This time last year, Dolnar Spahija appeared to be holding the Albanian music world in the palm of his hand. The 23-year-old keyboardist/guitarist had earned a music degree from a prestigious arts academy, secured an impressive string of bookings at music festivals around the country, and was hosting a top-rated variety show on the state-run television network.
But despite the fame, life in Europe's poorest country brought nothing but poverty and hopelessness. Spahija's touring schedule was ambitious, but the pay was lousy. And although the TV show made him a star, he bristled at the notion of the socialist government dictating what viewers could and could not watch. So Spahija fled his hometown of Shkodër, a picturesque city at the foot of the North Albanian Alps near the Montenegro border. He was off to the United States.
There were no jobs, no money, a lot of things we didn't have, he recalls today. It's a big thing to be in America.
Spahija, like an estimated 5,000 countrymen before him, settled in Cleveland. He found a job in a restaurant and reinvented his image by calling himself Lenny.
Then he tracked down Genti Derveni, a former classmate at the Institute of High Art in the Albanian capital of Tiranë. In 1998, the 25-year-old Derveni immigrated to Cleveland from his hometown of Fier, a town 10 miles east of the Adriatic Sea. Like Spahija, he wasn't about to let government leaders continue to choke his musical aspirations.
"I had nothing," the clarinetist/saxophonist says. "I came here because of better life."
The friends teamed up to re-create the traditional music of their homeland. Spahija even programmed the sounds of native Albanian instruments -- like the çiftelia, a two-stringed guitar, and the daire, a goat-skinned tambourine -- into his synthesizer. Once they fine-tuned their repertoire, the duo set out to find a venue in Northeast Ohio.

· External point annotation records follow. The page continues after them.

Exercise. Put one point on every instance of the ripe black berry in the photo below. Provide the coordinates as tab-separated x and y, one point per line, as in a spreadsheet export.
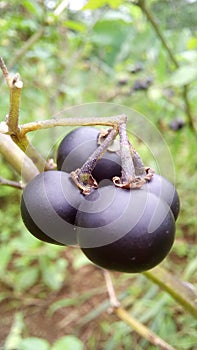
78	145
49	206
125	230
164	189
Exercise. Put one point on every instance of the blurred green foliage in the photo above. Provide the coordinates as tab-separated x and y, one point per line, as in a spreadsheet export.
99	54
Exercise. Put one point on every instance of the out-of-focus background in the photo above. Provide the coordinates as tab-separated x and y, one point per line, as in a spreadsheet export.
70	54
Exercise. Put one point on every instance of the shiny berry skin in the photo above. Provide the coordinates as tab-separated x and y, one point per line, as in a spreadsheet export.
164	189
49	206
125	230
78	145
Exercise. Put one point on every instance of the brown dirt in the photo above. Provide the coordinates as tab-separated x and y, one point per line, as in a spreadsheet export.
66	320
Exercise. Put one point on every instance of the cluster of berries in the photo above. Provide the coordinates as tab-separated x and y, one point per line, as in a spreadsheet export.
127	230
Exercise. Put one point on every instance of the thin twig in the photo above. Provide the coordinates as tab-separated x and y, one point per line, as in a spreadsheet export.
151	19
15	184
139	328
29	43
46	124
110	289
181	292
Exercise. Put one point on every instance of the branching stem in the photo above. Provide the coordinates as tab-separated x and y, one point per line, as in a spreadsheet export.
51	123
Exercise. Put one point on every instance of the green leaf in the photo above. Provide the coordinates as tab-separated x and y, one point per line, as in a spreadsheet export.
94	4
114	3
183	76
14	337
53	273
26	279
5	254
68	342
34	343
79	27
33	7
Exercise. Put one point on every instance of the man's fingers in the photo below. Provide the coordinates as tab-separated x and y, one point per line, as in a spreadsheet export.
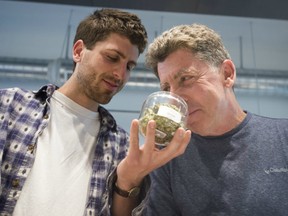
150	137
134	136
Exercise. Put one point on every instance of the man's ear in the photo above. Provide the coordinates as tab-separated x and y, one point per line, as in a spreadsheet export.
229	72
78	47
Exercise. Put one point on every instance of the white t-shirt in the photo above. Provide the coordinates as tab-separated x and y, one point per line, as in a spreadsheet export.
59	180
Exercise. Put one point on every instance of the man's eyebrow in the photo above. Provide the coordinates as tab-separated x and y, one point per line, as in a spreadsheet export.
123	56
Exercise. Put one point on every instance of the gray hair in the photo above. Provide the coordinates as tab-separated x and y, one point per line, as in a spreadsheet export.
202	41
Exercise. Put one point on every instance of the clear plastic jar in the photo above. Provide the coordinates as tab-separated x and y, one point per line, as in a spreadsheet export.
168	110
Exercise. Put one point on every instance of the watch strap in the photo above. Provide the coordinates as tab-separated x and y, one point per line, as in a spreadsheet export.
133	192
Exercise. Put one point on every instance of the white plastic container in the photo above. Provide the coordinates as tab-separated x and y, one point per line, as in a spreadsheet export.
168	110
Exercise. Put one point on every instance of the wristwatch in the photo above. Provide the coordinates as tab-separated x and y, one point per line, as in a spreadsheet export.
133	192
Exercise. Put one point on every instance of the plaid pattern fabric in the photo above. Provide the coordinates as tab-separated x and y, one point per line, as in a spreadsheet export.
23	116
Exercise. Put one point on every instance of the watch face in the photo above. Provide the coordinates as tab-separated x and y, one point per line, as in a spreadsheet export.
134	192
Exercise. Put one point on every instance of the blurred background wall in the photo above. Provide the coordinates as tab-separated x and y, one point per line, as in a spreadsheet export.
36	40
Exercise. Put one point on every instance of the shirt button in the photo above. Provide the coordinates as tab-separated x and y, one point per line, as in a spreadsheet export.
15	182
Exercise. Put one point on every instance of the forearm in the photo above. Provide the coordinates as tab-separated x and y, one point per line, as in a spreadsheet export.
123	206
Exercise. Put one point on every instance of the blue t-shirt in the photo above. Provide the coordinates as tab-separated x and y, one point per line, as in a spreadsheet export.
241	173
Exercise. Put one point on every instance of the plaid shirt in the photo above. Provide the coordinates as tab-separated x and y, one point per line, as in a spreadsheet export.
23	116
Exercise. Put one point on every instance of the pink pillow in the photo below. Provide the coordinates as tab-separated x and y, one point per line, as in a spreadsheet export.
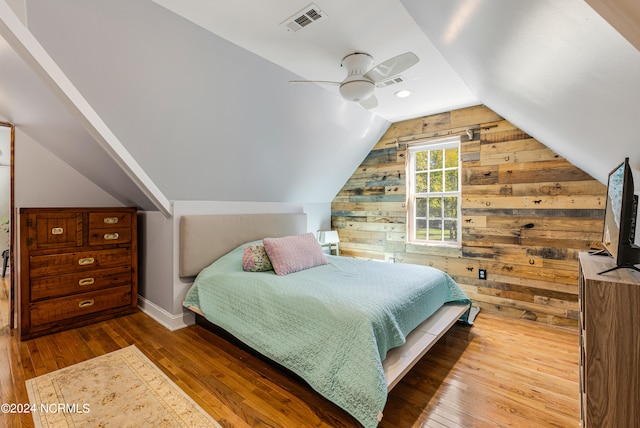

Enter Aziz Ukshini, a 29-year-old Kosovo native who, at the time, managed Club Isabella, Cleveland's oldest jazz club. Ukshini modeled the band's name after Albania's eagle emblem. He booked the Albanian Eagles for a run of Sunday engagements at the club, where they played weekly for three months. But when the club changed hands in March, the new owners parted ways with the duo.
But Spahija and Derveni aren't yet ready to surrender their place on the Cleveland music scene. They recently landed a weekly gig at Joe's Pizza and Deli, determined to stick with their sounds and dreams.
"Most of us [Albanians] have invested our time here," Ukshini says. "It's really hard to separate this life from going back home. This is bringing happy music during sad times."